Zachary1150/merge_linear_cos0.9fmt0.1_MRL4096_ROLLOUT4_LR1e-6 is a 1.5 billion parameter language model created by Zachary1150 using the linear merge method. This model combines two base models, 'cos_MRL4096_ROLLOUT4_LR1e-6' and 'fmt_MRL4096_ROLLOUT4', with weights of 0.9 and 0.1 respectively. It is designed for general language understanding and generation tasks, leveraging the combined strengths of its constituent models.
Loading preview...
Model Overview
This model, Zachary1150/merge_linear_cos0.9fmt0.1_MRL4096_ROLLOUT4_LR1e-6, is a 1.5 billion parameter language model developed by Zachary1150. It was constructed using the Linear merge method via the mergekit tool, combining two distinct pre-trained language models.
Merge Details
The merge process involved two base models:
/local/scratch/zli2255/workspace/MergeExpert/checkpoints/baselines_openrs/cos_MRL4096_ROLLOUT4_LR1e-6/global_step_50/actor/huggingface/local/scratch/zli2255/workspace/MergeExpert/checkpoints/baselines_openrs/fmt_MRL4096_ROLLOUT4/global_step_50/actor/huggingface
These models were combined with specific weighting: the 'cos' model received a 0.9 weight, and the 'fmt' model received a 0.1 weight. The merge was configured to normalize parameters and utilize bfloat16 for its dtype.
Key Characteristics
As a product of a linear merge, this model aims to synthesize the capabilities of its parent models. The specific nature of the 'cos' and 'fmt' models (indicated by their paths) suggests an origin from research or experimental checkpoints, likely focusing on specific aspects of language modeling or reinforcement learning from human feedback (RLHF) given the 'actor' designation.

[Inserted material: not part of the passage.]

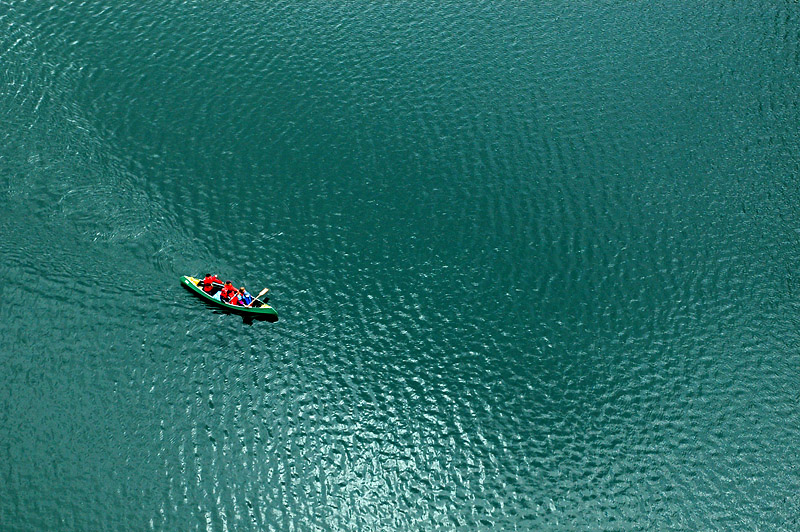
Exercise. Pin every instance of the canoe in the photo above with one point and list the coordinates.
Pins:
(263, 312)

Its 1.5B parameter count makes it suitable for applications requiring a balance between performance and computational efficiency.
Potential Use Cases
Given its merged nature, this model could be explored for general text generation, summarization, or question-answering tasks where the combined strengths of its base models are beneficial. Its relatively compact size allows for deployment in environments with moderate computational resources.